TL;DR
- Gay French Olympic ice dancer Guillaume Cizeron and partner Laurence Fournier Beaudry won gold despite visible performance errors.
- Fans and analysts say the duo scored improbably high compared to a flawless American team.
- A French judge gave unusually low marks to the U.S. pair, sparking accusations of favoritism.
- The ISU defends the results, insisting the scoring system is fair.
- Past scandals involving both skaters have intensified scrutiny.

A Gold Medal — and Immediate Backlash
French superstar Guillaume Cizeron, one of the most celebrated openly gay athletes in Olympic history, returned to the ice in Milano Cortina with a new partner, Laurence Fournier Beaudry. But instead of basking in adoring headlines, the pair is now skating through a storm of accusations that their victory wasn’t entirely earned.
Their free dance performance contained noticeable errors — especially during the infamously unforgiving twizzle sequences.

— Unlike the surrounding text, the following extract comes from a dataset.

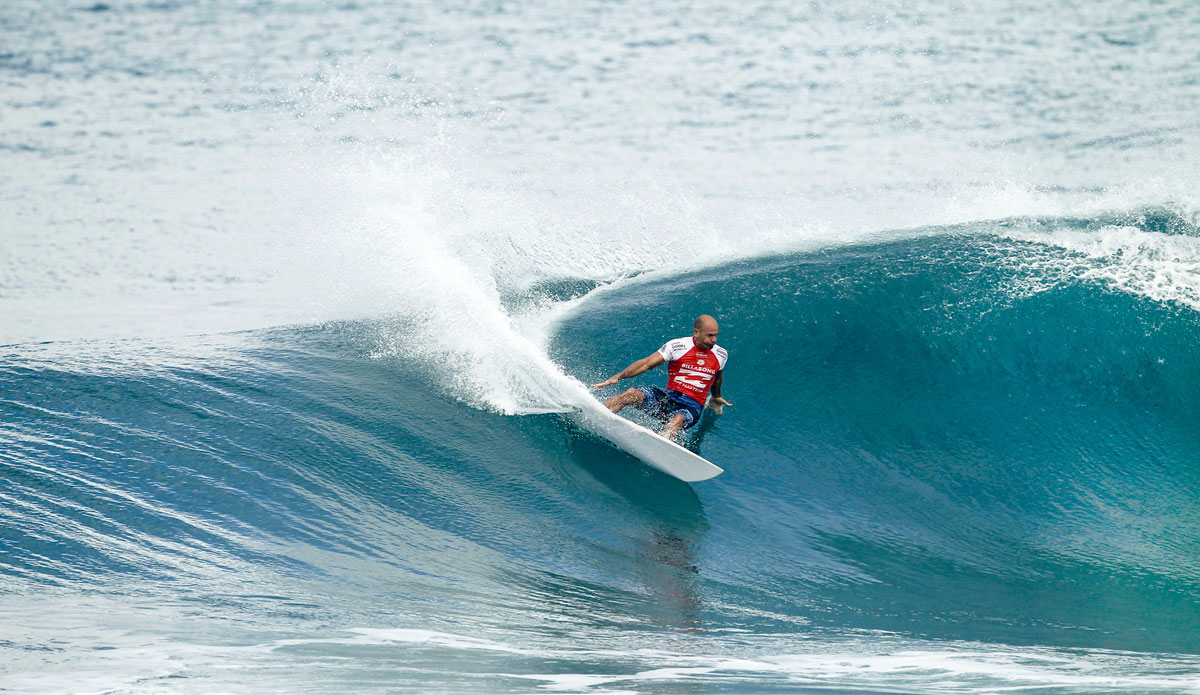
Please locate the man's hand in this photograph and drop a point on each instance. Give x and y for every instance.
(717, 403)
(607, 382)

Meanwhile, American duo Madison Chock and Evan Bates delivered what CNN Sports called a “nearly perfect” routine.
So how did Cizeron and Beaudry still win gold?
The final scores raised eyebrows worldwide:
- France: 225.82
- USA: 224.39
It wasn’t the margin — it was how they got there.
A French Judge Under Fire for Apparent Bias
Fans, analysts, and entire Reddit forums immediately clocked the outlier: the French judge gave Chock and Bates the lowest score of the entire panel — a whopping 5.20 points below the average of the other eight judges, per Forbes.
This wasn’t a subtle dip. This was the kind of cliff-dive that screams, “I brought my passport and my bias.”
The International Skating Union, naturally, insists everything is fine.
“It is normal for there to be a range of scores,” an ISU spokesperson told NBC, adding they have “full confidence” in the scores.
But the internet? Oh, she does not have full confidence in anything.
A Pair Already Surrounded by Drama
The controversy wasn’t born in a vacuum. Both skaters carry baggage:
- Cizeron’s former partner Gabriella Papadakis—with whom he won his 2022 gold—left the partnership and accused him of being “controlling, demanding, and critical.”
- Beaudry’s former skating partner and current boyfriend, Nikolaj Sorensen, was suspended for six years after sexual assault allegations came to light. His suspension was later overturned pending review, but his presence in the Olympic arena supporting Beaudry didn’t go unnoticed.
The combination of scoring irregularities and personal scandals created the perfect pressure cooker. Fans didn’t just question the gold — they questioned the system.
The ISU Stands Firm — But the Public Isn’t Buying It
The ISU says this is business as usual and that scoring variations are anticipated and mitigated through existing mechanisms.
But when the winning team makes clear errors and still edges out a cleaner skate — especially in a sport long plagued by judging scandals — the assurances feel thinner than an ice blade.
And for Cizeron, who became the first ice dancer in history to win back-to-back Olympic golds, the achievement is now overshadowed by suspicion instead of celebration.